Civilisation, Instantanés

Triste Couronne

Comment ne pas écrire, comment ne pas réagir

Face à ces conseils donnés, ce matin, sur les ondes

Ils nous disent, nous expliquent, force de spécialistes

Comment conserver, notre santé mentale

Face à l’isolement, à l’horreur, de demeurer désormais

Chez soi, dans le calme, sans autre miroir que le nôtre

Forcés que nous sommes, doux martyrs, à nous couper

Des bruits, de l’agitation de ce mental global

Surchargé, surexploité, survitaminé

Ralentissement salutaire, d’une culture sans repères

Bactérie symptomatique, révélatrice des frontières

De ces foules sans âmes, aux calepins engorgés

Ces coquilles si fragiles, si promptes à se briser

M’effraient plus que lui, ce reflet des êtres

Que je ne reconnais plus, que sont-ils devenus

Les regards changent, l’homme se fait bête

Ne voient en l’autre que l’abîme

Une possible chute, dans ce vide

Qui les habite, là, au fond d’eux

Tout cela, pour si peu.

Civilisation

Doigts futiles

Bête issue de la Terre, de ces écrits obscurs, l’ai cherchée incrédule, dès mes premiers instants, de questionnement, je n’étais qu’un enfant.

Comment pouvoir croire, à l’asservissement, des petits et des grands, indigents et puissants, et pourtant.

Je la vois désormais, dans les mains, dans les rues dans les trains. Je regarde éperdu, les regards perdus, de robots inconnus.

Ce petit instrument, fait de jeux pour enfants, d’illusions de néant, à vaincu cette espèce, les nains et les géants, transformés en vassaux, en zombies sans cerveau, en soumis à la laisse.

Je n’arrive pas à croire, ce que voit mon regard. Elimine la bête, telle en Troie elle s’insère, ses atouts de misère, te détruisent la tête.

Asphyxie la putain, ne mords pas dans ce verre, illusions et chimères, redeviens un humain.

 

Civilisation

Desseins obscurs

Chasse aux sorcières d’un nouveau temps. Sous couvert de justice, de liberté, les belles se déchaînent, exigent des têtes. Tant pis si cela sent l’opportunisme, le règlement de compte à plein nez. Le manichéisme est désormais affiché. Les exécutions publiques sont diffusées, à l’aveugle, sans réel souci, de vérité. On réseaute, on twitte, on discourt, on dénonce, le monde entier, pour quelques porcs, disséminés. Bien fait pour eux, et pas qu’un peu, depuis le temps, ils le méritent.
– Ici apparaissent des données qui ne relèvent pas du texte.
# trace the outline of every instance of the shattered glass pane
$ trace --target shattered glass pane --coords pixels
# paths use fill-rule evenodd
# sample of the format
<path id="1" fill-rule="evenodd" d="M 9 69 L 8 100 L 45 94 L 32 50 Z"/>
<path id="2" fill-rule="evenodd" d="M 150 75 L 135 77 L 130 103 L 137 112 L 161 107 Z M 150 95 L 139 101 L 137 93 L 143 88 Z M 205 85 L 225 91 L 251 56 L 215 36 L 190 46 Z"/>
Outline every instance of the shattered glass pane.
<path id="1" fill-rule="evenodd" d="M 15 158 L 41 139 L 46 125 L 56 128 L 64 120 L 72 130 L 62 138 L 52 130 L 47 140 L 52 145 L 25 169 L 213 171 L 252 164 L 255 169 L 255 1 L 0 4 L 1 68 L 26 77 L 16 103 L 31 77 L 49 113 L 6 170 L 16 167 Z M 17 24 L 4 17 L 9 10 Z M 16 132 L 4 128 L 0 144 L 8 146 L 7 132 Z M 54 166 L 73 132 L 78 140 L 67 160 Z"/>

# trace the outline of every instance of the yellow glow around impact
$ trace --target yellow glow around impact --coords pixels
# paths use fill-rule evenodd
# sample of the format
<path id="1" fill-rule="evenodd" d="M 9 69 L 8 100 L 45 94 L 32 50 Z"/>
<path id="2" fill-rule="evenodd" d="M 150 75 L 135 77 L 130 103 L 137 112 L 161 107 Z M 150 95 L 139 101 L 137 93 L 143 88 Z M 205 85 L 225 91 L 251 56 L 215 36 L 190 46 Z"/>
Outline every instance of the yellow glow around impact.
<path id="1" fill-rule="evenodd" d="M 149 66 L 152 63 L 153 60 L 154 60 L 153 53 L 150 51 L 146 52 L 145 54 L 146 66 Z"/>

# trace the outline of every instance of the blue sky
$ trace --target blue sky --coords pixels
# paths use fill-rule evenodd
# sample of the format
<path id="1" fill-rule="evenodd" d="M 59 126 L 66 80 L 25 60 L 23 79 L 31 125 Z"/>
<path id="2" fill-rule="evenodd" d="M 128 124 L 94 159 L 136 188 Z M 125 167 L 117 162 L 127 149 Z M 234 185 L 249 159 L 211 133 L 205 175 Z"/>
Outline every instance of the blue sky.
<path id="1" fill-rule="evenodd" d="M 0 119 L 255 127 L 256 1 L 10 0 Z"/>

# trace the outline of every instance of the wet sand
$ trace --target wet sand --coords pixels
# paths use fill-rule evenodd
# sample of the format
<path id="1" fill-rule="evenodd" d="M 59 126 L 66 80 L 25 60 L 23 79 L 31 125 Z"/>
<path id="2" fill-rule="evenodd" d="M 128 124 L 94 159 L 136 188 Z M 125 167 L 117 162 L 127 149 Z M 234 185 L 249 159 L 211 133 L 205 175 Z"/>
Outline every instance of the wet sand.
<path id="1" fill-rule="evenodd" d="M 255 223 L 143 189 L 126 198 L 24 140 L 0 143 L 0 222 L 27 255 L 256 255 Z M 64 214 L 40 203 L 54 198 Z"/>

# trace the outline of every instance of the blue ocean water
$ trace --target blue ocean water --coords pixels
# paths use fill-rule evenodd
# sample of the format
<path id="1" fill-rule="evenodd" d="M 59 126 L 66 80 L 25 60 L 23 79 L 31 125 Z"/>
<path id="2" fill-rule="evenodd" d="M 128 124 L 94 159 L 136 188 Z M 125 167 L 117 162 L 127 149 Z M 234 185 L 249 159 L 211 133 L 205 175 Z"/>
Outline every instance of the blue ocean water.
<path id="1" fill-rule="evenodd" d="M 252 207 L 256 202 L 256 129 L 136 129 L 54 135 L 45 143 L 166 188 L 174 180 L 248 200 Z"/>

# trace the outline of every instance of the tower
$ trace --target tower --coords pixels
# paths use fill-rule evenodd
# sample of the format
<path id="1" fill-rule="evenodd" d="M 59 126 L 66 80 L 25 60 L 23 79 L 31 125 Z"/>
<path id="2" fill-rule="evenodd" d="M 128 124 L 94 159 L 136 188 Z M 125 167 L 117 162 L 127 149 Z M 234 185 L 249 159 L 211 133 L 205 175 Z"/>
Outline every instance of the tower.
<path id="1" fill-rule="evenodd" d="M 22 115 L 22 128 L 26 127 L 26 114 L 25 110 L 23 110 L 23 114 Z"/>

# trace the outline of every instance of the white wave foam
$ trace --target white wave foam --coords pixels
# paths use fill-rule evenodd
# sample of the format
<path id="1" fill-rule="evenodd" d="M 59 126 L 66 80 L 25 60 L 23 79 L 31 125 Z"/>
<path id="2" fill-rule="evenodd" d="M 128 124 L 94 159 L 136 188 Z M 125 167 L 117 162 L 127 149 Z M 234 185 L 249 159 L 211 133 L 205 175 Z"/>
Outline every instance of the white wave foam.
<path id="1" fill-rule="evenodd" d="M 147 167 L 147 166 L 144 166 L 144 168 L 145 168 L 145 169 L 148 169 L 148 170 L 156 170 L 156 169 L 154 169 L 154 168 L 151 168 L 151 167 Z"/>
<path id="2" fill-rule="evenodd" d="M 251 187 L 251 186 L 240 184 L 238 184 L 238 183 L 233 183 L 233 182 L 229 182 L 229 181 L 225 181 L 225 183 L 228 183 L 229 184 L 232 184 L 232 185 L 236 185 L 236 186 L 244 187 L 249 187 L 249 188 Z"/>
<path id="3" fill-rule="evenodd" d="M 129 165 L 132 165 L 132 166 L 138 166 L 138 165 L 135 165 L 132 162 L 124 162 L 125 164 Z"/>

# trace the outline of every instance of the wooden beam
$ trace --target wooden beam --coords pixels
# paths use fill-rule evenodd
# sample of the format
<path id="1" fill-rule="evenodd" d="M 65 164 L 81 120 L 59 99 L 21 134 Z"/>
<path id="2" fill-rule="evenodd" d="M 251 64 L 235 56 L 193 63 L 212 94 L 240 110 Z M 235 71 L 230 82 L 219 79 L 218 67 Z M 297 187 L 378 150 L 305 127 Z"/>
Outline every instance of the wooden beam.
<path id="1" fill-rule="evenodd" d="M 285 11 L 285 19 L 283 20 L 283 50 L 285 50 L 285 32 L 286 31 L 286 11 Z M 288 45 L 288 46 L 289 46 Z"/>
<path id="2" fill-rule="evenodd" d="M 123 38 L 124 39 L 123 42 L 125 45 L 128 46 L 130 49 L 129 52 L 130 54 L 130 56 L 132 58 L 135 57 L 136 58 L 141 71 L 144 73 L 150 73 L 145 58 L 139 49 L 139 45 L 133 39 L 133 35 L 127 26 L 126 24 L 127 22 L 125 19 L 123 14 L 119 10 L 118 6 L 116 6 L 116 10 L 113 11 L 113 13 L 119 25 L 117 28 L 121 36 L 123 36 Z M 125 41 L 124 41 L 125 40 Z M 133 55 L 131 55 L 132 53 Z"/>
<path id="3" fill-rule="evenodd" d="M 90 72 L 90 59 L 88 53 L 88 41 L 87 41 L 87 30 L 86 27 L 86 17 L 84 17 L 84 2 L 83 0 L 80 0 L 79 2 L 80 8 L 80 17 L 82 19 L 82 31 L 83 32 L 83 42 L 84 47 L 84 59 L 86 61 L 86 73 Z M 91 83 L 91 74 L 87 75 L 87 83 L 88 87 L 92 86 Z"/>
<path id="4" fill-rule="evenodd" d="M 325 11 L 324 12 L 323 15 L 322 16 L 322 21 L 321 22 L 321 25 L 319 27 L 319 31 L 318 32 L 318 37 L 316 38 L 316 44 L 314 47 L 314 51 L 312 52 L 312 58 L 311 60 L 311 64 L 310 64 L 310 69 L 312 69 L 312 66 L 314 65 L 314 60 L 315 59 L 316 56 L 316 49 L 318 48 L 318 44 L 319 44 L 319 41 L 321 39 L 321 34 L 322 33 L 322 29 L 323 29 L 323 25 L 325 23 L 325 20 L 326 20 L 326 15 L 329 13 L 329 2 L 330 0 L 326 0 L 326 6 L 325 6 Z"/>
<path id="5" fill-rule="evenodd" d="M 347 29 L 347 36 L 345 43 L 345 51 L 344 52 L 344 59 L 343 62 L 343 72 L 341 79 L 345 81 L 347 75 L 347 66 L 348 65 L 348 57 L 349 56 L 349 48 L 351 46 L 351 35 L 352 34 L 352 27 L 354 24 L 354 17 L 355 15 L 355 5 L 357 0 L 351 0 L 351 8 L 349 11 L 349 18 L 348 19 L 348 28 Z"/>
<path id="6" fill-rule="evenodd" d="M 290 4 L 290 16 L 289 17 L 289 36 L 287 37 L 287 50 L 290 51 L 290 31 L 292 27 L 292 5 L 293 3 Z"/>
Quant à vous autres, tous les autres, gare à vos mots, gare à vos gestes, vos regards beaux, vos verbes lestes. Adieu romance, plus une chance. La bête, animale, écervelée, est désignée. Cible affichée, de pures créatures, tellement pures, aux beaux desseins, parfois obscurs.

Civilisation

Gatwick

Des milliers de personnes bloquées, en attente d’un avion. La fin du monde pour quelques moustiques virevoltant dans les airs. Symbole d’une civilisation tombée sur la tête. Des foules immenses prenant l’avion comme on prend un taxi, pour se rendre au bout du monde, avant d’en revenir, sans même savoir vraiment pourquoi. Cette occupation permanente, cette agitation reconnue comme la norme me laisse perplexe. Aucun recul pour une génération que le moindre écueil dans la recherche du plaisir immédiat semble faire s’effondrer. Je redoute les privations à venir.